The High Court of Australia unanimously overturned a decision of the Full Court of the Federal Court and found that Australian contracts of employment do not contain an implied term of mutual trust and confidence.

The decision of Commonwealth Bank of Australia v Barker [2014] HCA 32 is one of the most significant decisions for employers in recent years.

The facts
Stephen Barker’s employment with the bank was terminated by reason of redundancy on 9 April 2009.

On 2 March 2009, Mr Barker was told that his position was to be made redundant and that if he was not redeployed within the bank, which was the bank’s preference, his employment would be terminated approximately four weeks thereafter.

Having been deprived of access to his bank email account and voicemail, Barker was not informed about an alternative position within the bank until 26 March 2009.

He was not contacted by a recruitment consultant involved in facilitating the recruitment process for that position, nor was the possibility of retraining for that role discussed with him.

Barker commenced proceedings against CBA in the Federal Court of Australia, and he alleged that the conduct of the bank was in breach of an implied term of mutual trust and confidence and resulted in him being denied the opportunity of redeployment.

The primary judge held that there was a term of mutual trust and confidence implied in the agreement between Barker and the bank and that the bank’s serious breach of its own redeployment policy amounted to a breach of that implied term.

The Full Court, by majority, agreed that a term of mutual trust and confidence was implied by law into the agreement, but held that the primary judge erred in treating the term as co-extensive with an obligation to observe the redeployment policy.

The majority held that the implied term required that the bank take positive steps to consult with Barker about alternative positions within CBA and give him the opportunity to apply for them.

By failing to make contact with him for a period which the primary judge had found to be unreasonable, the term had been breached.

By grant of special leave, CBA appealed to the High Court.

The question in the appeal was whether employment contracts contain a term of mutual trust and confidence implied by law that the parties will not, without reasonable cause, conduct themselves in a manner likely to destroy or seriously damage the relationship of trust and confidence between them.

Allowing the appeal, the court held that the proposed term was not necessary in the sense that would justify implying it by law into all employment contracts.

Implications for employers
In a legal update on the case, Minter Ellison noted that employees and their lawyers have been using the ‘implied term’ to support massive claims for damages – often with long term employees’ “lifetime” damages claims, based on the assertion that, had the employee been treated fairly, they would have remained at the employer until retirement.

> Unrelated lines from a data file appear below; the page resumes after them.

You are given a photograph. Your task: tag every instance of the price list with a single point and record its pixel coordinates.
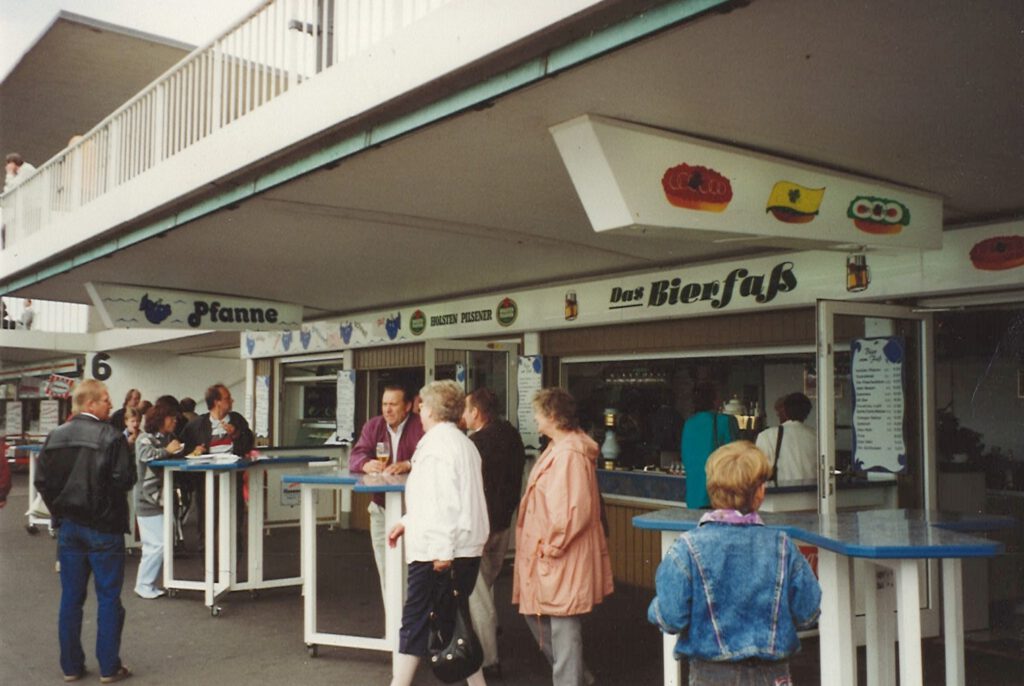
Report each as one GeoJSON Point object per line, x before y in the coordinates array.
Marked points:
{"type": "Point", "coordinates": [877, 376]}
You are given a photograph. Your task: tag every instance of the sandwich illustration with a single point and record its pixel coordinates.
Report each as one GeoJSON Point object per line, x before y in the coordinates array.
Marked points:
{"type": "Point", "coordinates": [879, 215]}
{"type": "Point", "coordinates": [998, 252]}
{"type": "Point", "coordinates": [793, 203]}
{"type": "Point", "coordinates": [696, 187]}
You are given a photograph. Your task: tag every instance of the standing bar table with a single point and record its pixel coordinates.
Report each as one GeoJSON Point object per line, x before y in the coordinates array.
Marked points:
{"type": "Point", "coordinates": [890, 539]}
{"type": "Point", "coordinates": [392, 487]}
{"type": "Point", "coordinates": [220, 575]}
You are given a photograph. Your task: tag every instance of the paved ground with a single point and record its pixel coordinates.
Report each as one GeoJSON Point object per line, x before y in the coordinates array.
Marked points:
{"type": "Point", "coordinates": [259, 640]}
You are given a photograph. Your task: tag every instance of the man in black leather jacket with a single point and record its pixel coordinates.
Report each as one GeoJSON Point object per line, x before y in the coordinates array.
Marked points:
{"type": "Point", "coordinates": [84, 473]}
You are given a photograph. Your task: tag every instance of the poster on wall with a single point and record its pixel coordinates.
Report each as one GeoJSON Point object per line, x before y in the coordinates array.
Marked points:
{"type": "Point", "coordinates": [345, 414]}
{"type": "Point", "coordinates": [261, 421]}
{"type": "Point", "coordinates": [13, 424]}
{"type": "Point", "coordinates": [49, 415]}
{"type": "Point", "coordinates": [879, 403]}
{"type": "Point", "coordinates": [529, 382]}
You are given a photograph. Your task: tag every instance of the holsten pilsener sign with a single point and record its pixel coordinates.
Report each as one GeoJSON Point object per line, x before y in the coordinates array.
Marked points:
{"type": "Point", "coordinates": [140, 307]}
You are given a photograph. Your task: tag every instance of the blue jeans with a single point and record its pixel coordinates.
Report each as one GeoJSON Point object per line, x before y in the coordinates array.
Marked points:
{"type": "Point", "coordinates": [83, 551]}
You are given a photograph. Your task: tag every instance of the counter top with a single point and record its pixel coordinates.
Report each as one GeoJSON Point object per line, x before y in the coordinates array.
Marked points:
{"type": "Point", "coordinates": [662, 486]}
{"type": "Point", "coordinates": [870, 533]}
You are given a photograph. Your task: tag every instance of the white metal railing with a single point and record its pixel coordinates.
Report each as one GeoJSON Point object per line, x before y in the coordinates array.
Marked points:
{"type": "Point", "coordinates": [48, 315]}
{"type": "Point", "coordinates": [275, 48]}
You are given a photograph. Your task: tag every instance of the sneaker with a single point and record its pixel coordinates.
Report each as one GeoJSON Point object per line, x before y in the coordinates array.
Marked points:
{"type": "Point", "coordinates": [122, 674]}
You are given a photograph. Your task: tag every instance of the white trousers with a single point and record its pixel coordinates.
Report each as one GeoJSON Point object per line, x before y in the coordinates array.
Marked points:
{"type": "Point", "coordinates": [481, 602]}
{"type": "Point", "coordinates": [152, 531]}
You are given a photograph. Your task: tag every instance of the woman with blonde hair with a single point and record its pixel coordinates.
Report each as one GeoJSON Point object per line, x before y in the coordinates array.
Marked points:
{"type": "Point", "coordinates": [561, 556]}
{"type": "Point", "coordinates": [733, 632]}
{"type": "Point", "coordinates": [445, 526]}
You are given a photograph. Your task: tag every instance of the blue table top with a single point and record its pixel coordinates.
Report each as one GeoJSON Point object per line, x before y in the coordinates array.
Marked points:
{"type": "Point", "coordinates": [199, 464]}
{"type": "Point", "coordinates": [869, 533]}
{"type": "Point", "coordinates": [361, 483]}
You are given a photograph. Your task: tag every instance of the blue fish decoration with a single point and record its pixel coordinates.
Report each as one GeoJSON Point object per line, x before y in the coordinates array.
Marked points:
{"type": "Point", "coordinates": [156, 311]}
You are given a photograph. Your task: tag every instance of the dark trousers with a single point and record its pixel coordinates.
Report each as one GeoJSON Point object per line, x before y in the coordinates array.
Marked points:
{"type": "Point", "coordinates": [431, 591]}
{"type": "Point", "coordinates": [83, 551]}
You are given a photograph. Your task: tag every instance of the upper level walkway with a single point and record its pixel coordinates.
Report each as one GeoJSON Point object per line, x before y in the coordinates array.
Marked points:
{"type": "Point", "coordinates": [290, 71]}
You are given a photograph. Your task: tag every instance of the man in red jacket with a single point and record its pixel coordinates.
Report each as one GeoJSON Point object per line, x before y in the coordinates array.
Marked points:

“The High Court decision should bring an end to these claims when they are based on the implied term,” Minter Ellison said.

“However, employees can still bring claims seeking contractual damages on other bases – such as the incorporation of policies. And, of course, employees can still bring other types of claims, such as adverse action claims and – where employees have access – claims for unfair dismissal.”

What you need to do?
“While good news, you still need to make sure your employment contracts are properly drafted,” Minter Ellison said.

“The decision is likely to mean that employees adopt more inventive ways of bringing contractual claims. If you have any claims on foot relying on the implied term, now is the time to revisit them.

“Employees will need to amend any existing court claims to drop reliance on the implied term. Negotiating positions may also be significantly affected.”